As Dordan Manufacturing, a third generation family-owned company that makes its home in Woodstock, celebrates 55 years in business, it’s obvious family is still very much the heart of the company. These family ties were what helped the custom thermoforming company get its start in 1962 in Chicago, and they continue to bind the company together today in Woodstock.

When Edwin and Vivian Slavin opened Dordan in a small storefront shop on Elston Avenue, Chicago, in 1962, they probably never imagined it would grow to span 50,000 square feet in Woodstock, with 50 employees. A commitment to outstanding quality and engineering-based thermoform designs has helped make the company what it is today.

The company, named for their daughter Doree, and son, Daniel, took a progressive turn when Daniel was appointed CEO and president in the mid-’70s. With technological foresight, Daniel invested in CAM/CNC produced tooling and microprocessor-based thermoformers. He moved the company to Woodstock in the early 1990s.

“My dad is very honest and respected,” said Chandler Slavin, sustainability, marketing and account manager for Dordan. “He is primarily involved with the strategic growth of the company.”

The granddaughter of Edwin and Vivian Slavin, Chandler Slavin represents the third generation to work at Dordan.

Chandler’s brother Aric Slavin is the sales manager at Dordan and her brother-in-law, Daniel Haavig, is in charge of quality control.
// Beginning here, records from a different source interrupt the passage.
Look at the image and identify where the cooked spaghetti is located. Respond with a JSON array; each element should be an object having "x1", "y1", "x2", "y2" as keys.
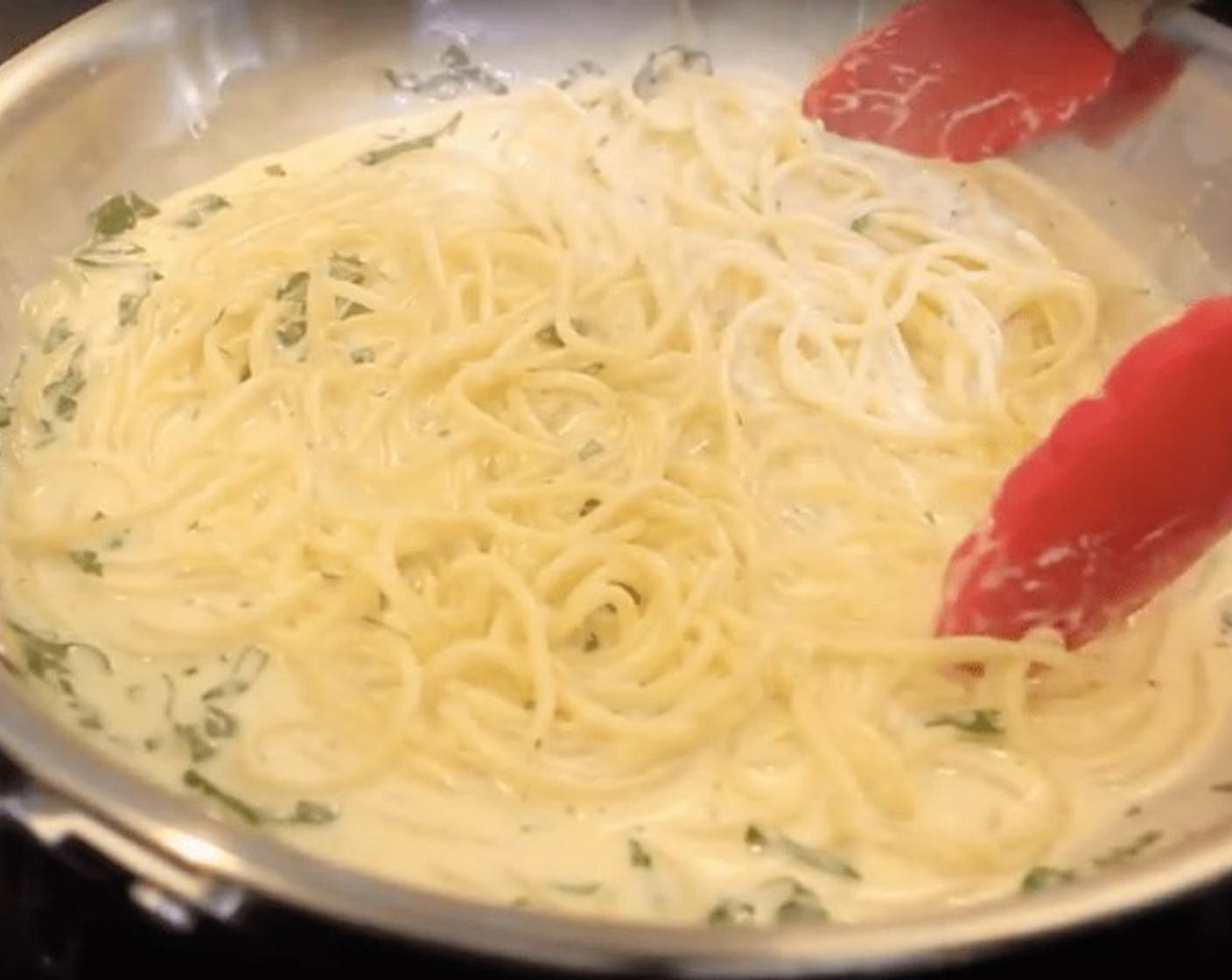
[{"x1": 0, "y1": 52, "x2": 1227, "y2": 922}]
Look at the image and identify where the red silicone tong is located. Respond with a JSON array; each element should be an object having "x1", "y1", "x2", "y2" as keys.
[
  {"x1": 803, "y1": 0, "x2": 1232, "y2": 648},
  {"x1": 803, "y1": 0, "x2": 1189, "y2": 163},
  {"x1": 937, "y1": 296, "x2": 1232, "y2": 648}
]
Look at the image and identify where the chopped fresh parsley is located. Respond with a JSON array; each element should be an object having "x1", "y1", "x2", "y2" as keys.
[
  {"x1": 535, "y1": 323, "x2": 564, "y2": 347},
  {"x1": 1091, "y1": 831, "x2": 1163, "y2": 868},
  {"x1": 773, "y1": 833, "x2": 860, "y2": 881},
  {"x1": 925, "y1": 708, "x2": 1005, "y2": 735},
  {"x1": 120, "y1": 292, "x2": 148, "y2": 326},
  {"x1": 201, "y1": 646, "x2": 270, "y2": 702},
  {"x1": 73, "y1": 239, "x2": 145, "y2": 269},
  {"x1": 744, "y1": 823, "x2": 861, "y2": 881},
  {"x1": 43, "y1": 358, "x2": 85, "y2": 422},
  {"x1": 612, "y1": 582, "x2": 642, "y2": 606},
  {"x1": 359, "y1": 112, "x2": 462, "y2": 166},
  {"x1": 90, "y1": 191, "x2": 158, "y2": 238},
  {"x1": 184, "y1": 769, "x2": 338, "y2": 826},
  {"x1": 69, "y1": 551, "x2": 102, "y2": 577},
  {"x1": 634, "y1": 45, "x2": 715, "y2": 102},
  {"x1": 275, "y1": 800, "x2": 338, "y2": 826},
  {"x1": 275, "y1": 272, "x2": 311, "y2": 347},
  {"x1": 201, "y1": 704, "x2": 239, "y2": 738},
  {"x1": 1018, "y1": 864, "x2": 1078, "y2": 892},
  {"x1": 184, "y1": 769, "x2": 265, "y2": 824},
  {"x1": 9, "y1": 622, "x2": 73, "y2": 682}
]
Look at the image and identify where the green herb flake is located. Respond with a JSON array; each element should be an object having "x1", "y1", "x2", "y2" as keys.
[
  {"x1": 280, "y1": 800, "x2": 338, "y2": 827},
  {"x1": 578, "y1": 439, "x2": 604, "y2": 462},
  {"x1": 201, "y1": 646, "x2": 270, "y2": 703},
  {"x1": 69, "y1": 551, "x2": 102, "y2": 577},
  {"x1": 774, "y1": 878, "x2": 830, "y2": 926},
  {"x1": 773, "y1": 833, "x2": 860, "y2": 881},
  {"x1": 43, "y1": 359, "x2": 85, "y2": 422},
  {"x1": 1018, "y1": 864, "x2": 1078, "y2": 893},
  {"x1": 88, "y1": 192, "x2": 158, "y2": 238},
  {"x1": 535, "y1": 323, "x2": 564, "y2": 347},
  {"x1": 1091, "y1": 831, "x2": 1163, "y2": 868},
  {"x1": 184, "y1": 769, "x2": 265, "y2": 824},
  {"x1": 706, "y1": 899, "x2": 757, "y2": 926},
  {"x1": 925, "y1": 708, "x2": 1005, "y2": 735},
  {"x1": 172, "y1": 724, "x2": 218, "y2": 762},
  {"x1": 9, "y1": 621, "x2": 73, "y2": 684},
  {"x1": 359, "y1": 112, "x2": 462, "y2": 166}
]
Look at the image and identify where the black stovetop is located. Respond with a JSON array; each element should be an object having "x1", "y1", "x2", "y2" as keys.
[{"x1": 7, "y1": 0, "x2": 1232, "y2": 980}]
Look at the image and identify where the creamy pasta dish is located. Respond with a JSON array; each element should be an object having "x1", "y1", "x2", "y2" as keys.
[{"x1": 0, "y1": 49, "x2": 1232, "y2": 925}]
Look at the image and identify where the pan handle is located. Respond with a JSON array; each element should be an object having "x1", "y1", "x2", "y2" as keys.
[{"x1": 0, "y1": 758, "x2": 247, "y2": 933}]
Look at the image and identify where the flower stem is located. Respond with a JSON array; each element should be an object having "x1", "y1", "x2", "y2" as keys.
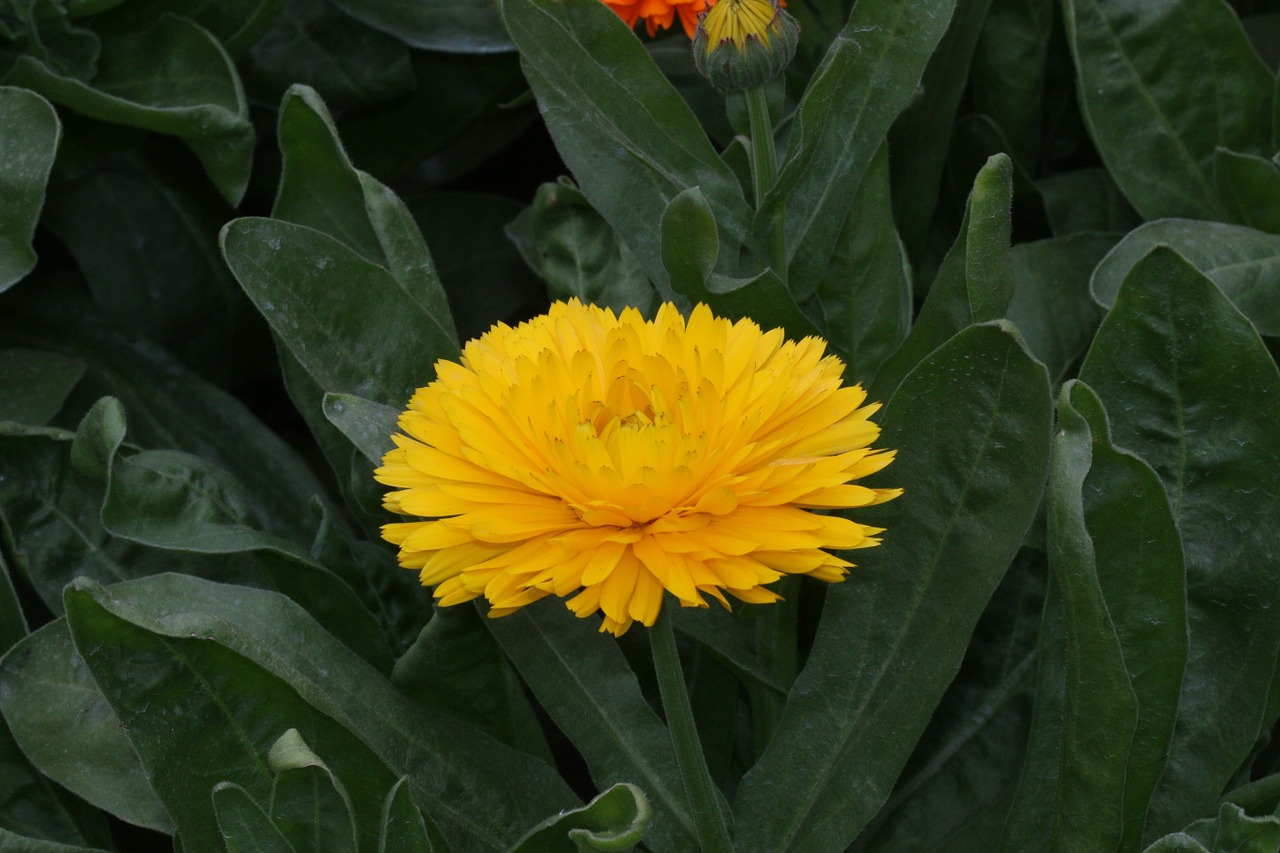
[
  {"x1": 649, "y1": 602, "x2": 733, "y2": 853},
  {"x1": 744, "y1": 86, "x2": 787, "y2": 280}
]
Although no longer involved with the company, Vivian is still alive at 101 years-old.

“She’s a sassy lady,” said Chandler Slavin. “I’m working on writing her back into the history of the company.”
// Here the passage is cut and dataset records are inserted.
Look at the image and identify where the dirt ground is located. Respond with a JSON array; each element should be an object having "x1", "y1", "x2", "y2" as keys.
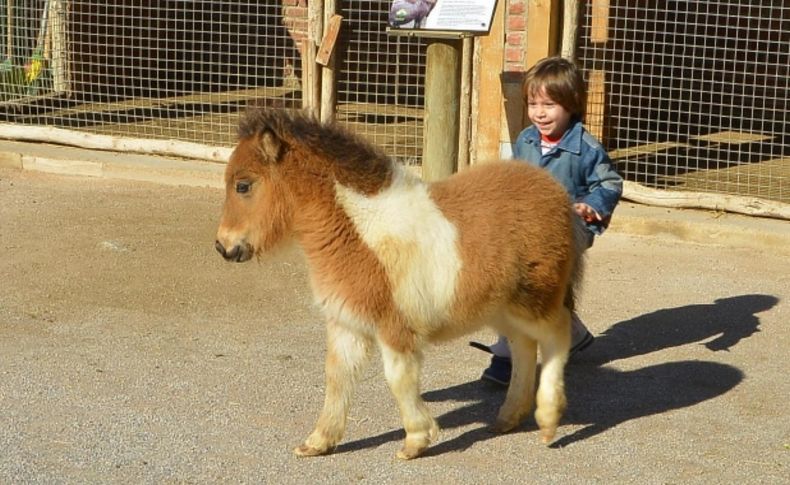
[{"x1": 0, "y1": 169, "x2": 790, "y2": 484}]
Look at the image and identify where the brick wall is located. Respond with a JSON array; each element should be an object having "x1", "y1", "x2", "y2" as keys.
[{"x1": 504, "y1": 0, "x2": 527, "y2": 72}]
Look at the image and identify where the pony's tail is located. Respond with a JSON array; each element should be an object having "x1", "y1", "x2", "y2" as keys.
[{"x1": 565, "y1": 212, "x2": 590, "y2": 311}]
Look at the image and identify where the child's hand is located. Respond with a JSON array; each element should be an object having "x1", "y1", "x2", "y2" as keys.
[{"x1": 573, "y1": 202, "x2": 603, "y2": 222}]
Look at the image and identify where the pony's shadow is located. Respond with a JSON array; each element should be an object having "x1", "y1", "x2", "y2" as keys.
[{"x1": 337, "y1": 294, "x2": 779, "y2": 455}]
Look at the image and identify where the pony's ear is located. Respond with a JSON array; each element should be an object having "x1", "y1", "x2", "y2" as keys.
[{"x1": 258, "y1": 130, "x2": 283, "y2": 163}]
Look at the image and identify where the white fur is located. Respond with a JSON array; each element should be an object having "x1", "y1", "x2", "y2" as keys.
[{"x1": 335, "y1": 164, "x2": 462, "y2": 333}]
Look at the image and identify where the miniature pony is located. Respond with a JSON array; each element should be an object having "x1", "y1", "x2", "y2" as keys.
[{"x1": 215, "y1": 110, "x2": 583, "y2": 459}]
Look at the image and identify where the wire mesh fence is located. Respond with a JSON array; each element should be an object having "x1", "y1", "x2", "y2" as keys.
[
  {"x1": 0, "y1": 0, "x2": 790, "y2": 206},
  {"x1": 338, "y1": 0, "x2": 427, "y2": 165},
  {"x1": 579, "y1": 0, "x2": 790, "y2": 202},
  {"x1": 0, "y1": 0, "x2": 301, "y2": 145}
]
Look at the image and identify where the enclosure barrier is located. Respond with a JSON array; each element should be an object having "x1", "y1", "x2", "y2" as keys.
[{"x1": 0, "y1": 0, "x2": 790, "y2": 219}]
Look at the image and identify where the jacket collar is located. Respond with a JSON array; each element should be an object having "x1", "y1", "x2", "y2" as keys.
[{"x1": 525, "y1": 118, "x2": 583, "y2": 155}]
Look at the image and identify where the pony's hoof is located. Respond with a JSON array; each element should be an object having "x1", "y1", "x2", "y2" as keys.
[
  {"x1": 395, "y1": 446, "x2": 427, "y2": 460},
  {"x1": 294, "y1": 443, "x2": 332, "y2": 457}
]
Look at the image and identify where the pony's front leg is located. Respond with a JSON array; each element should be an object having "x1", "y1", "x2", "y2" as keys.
[
  {"x1": 294, "y1": 320, "x2": 373, "y2": 456},
  {"x1": 380, "y1": 342, "x2": 439, "y2": 460}
]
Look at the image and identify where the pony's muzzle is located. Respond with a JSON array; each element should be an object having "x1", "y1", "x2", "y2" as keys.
[{"x1": 214, "y1": 241, "x2": 252, "y2": 263}]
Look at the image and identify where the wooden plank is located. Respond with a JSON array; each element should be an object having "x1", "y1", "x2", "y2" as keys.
[
  {"x1": 524, "y1": 0, "x2": 562, "y2": 69},
  {"x1": 590, "y1": 0, "x2": 609, "y2": 44},
  {"x1": 456, "y1": 37, "x2": 474, "y2": 171},
  {"x1": 315, "y1": 14, "x2": 343, "y2": 66},
  {"x1": 470, "y1": 1, "x2": 506, "y2": 164},
  {"x1": 320, "y1": 0, "x2": 338, "y2": 123},
  {"x1": 560, "y1": 0, "x2": 581, "y2": 60},
  {"x1": 422, "y1": 39, "x2": 461, "y2": 181}
]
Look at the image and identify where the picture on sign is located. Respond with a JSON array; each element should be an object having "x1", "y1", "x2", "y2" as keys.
[{"x1": 389, "y1": 0, "x2": 496, "y2": 32}]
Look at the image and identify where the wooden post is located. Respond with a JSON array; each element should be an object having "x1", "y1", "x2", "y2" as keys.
[
  {"x1": 422, "y1": 39, "x2": 461, "y2": 181},
  {"x1": 585, "y1": 0, "x2": 609, "y2": 142},
  {"x1": 302, "y1": 2, "x2": 324, "y2": 119},
  {"x1": 524, "y1": 0, "x2": 561, "y2": 69},
  {"x1": 560, "y1": 0, "x2": 580, "y2": 61},
  {"x1": 321, "y1": 0, "x2": 337, "y2": 123},
  {"x1": 471, "y1": 0, "x2": 507, "y2": 164},
  {"x1": 456, "y1": 37, "x2": 474, "y2": 171}
]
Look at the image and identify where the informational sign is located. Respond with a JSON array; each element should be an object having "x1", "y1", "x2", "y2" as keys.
[{"x1": 389, "y1": 0, "x2": 496, "y2": 33}]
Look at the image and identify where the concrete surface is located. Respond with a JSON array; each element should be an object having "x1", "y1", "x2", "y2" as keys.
[{"x1": 0, "y1": 142, "x2": 790, "y2": 484}]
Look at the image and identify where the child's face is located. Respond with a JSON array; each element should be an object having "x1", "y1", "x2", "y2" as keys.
[{"x1": 527, "y1": 89, "x2": 571, "y2": 139}]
Simply stated, the thermoforming process takes rolls of plastic sheeting, runs them through a machine that heats the plastic that is then shaped by precisely engineered and machined tools and die-cut inline to create plastic casings that are used for packaging products for health care, electronics, retail, automotive and industrial end markets and industries.

Dordan specializes in custom orders. A typical run can range from 1,000 to 500,000 pieces on one of 11 in-line thermoforming machines with the capacity to convert 75 million pounds of material annually.
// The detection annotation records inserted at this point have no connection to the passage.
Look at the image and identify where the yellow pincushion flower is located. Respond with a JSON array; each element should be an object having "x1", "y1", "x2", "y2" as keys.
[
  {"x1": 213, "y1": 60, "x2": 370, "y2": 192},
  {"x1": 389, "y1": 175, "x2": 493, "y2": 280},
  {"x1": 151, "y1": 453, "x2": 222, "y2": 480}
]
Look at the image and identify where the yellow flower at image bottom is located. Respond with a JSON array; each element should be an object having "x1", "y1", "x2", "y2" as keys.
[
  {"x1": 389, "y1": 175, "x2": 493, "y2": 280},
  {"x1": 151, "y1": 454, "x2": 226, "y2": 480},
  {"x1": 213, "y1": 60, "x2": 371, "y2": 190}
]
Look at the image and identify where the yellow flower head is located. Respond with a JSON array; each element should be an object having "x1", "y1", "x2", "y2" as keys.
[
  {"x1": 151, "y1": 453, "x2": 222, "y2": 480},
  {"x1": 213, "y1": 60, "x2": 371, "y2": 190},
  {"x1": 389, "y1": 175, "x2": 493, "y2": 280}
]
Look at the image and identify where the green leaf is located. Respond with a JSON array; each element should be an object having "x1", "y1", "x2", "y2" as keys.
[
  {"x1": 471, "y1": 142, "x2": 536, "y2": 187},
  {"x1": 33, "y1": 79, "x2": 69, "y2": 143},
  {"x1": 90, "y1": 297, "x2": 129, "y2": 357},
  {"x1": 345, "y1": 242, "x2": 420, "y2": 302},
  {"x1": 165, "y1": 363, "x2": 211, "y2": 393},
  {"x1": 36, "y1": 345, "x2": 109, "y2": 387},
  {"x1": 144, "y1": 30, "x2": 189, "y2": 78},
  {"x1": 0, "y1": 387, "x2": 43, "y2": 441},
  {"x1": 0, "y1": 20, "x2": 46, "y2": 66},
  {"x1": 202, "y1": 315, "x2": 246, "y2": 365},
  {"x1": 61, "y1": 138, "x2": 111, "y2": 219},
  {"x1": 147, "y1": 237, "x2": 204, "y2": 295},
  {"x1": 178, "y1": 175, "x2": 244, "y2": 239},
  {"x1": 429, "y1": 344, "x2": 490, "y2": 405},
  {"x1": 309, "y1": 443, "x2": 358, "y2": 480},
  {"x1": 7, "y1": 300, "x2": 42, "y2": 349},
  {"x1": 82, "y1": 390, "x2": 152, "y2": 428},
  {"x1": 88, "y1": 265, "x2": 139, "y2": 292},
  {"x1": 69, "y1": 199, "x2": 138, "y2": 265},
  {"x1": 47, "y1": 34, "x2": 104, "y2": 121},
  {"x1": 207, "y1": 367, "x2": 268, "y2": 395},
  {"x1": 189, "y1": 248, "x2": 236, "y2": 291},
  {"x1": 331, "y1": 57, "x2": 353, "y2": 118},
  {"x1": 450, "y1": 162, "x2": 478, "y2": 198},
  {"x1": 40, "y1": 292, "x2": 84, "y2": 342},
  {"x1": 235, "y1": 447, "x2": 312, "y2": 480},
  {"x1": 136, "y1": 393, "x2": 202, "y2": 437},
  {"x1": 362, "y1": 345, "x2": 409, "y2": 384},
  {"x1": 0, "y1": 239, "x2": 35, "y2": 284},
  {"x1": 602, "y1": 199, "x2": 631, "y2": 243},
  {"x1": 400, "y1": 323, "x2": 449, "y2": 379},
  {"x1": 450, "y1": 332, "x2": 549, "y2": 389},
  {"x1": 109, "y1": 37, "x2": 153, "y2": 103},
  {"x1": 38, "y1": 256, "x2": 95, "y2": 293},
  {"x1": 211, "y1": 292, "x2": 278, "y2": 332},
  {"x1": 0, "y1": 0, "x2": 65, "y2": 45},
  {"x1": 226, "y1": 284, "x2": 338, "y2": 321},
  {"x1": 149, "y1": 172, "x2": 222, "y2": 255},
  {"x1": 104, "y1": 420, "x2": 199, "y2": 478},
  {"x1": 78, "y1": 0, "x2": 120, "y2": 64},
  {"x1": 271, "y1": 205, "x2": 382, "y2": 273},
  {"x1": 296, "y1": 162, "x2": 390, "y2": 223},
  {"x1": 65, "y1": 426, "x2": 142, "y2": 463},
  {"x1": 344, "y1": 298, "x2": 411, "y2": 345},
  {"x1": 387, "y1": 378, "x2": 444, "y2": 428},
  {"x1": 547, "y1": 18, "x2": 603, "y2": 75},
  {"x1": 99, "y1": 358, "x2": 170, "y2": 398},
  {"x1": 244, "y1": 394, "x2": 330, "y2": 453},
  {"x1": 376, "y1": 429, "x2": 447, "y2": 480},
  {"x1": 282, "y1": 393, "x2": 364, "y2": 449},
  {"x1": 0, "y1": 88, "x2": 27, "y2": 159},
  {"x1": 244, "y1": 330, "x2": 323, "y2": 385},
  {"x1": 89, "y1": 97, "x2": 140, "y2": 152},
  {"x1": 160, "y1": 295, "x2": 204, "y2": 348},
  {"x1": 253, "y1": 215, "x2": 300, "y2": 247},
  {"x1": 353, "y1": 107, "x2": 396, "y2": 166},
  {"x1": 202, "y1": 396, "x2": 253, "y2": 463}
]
Recent advances include changing all sheet product used by the company to recyclable materials, the introduction of the first robotic platform to perform automated striping, stacking and inspecting.

Dordan also is investigating the possibility of moving into the medical device market. “We find it marries well with our core capabilities,” said Chandler Slavin. “It’s a natural progression as we move forward.”

“The reason we’re still around is because we offer outstanding service, quality and pricing,” said Chandler Slavin. “We really care because we’re a family company.”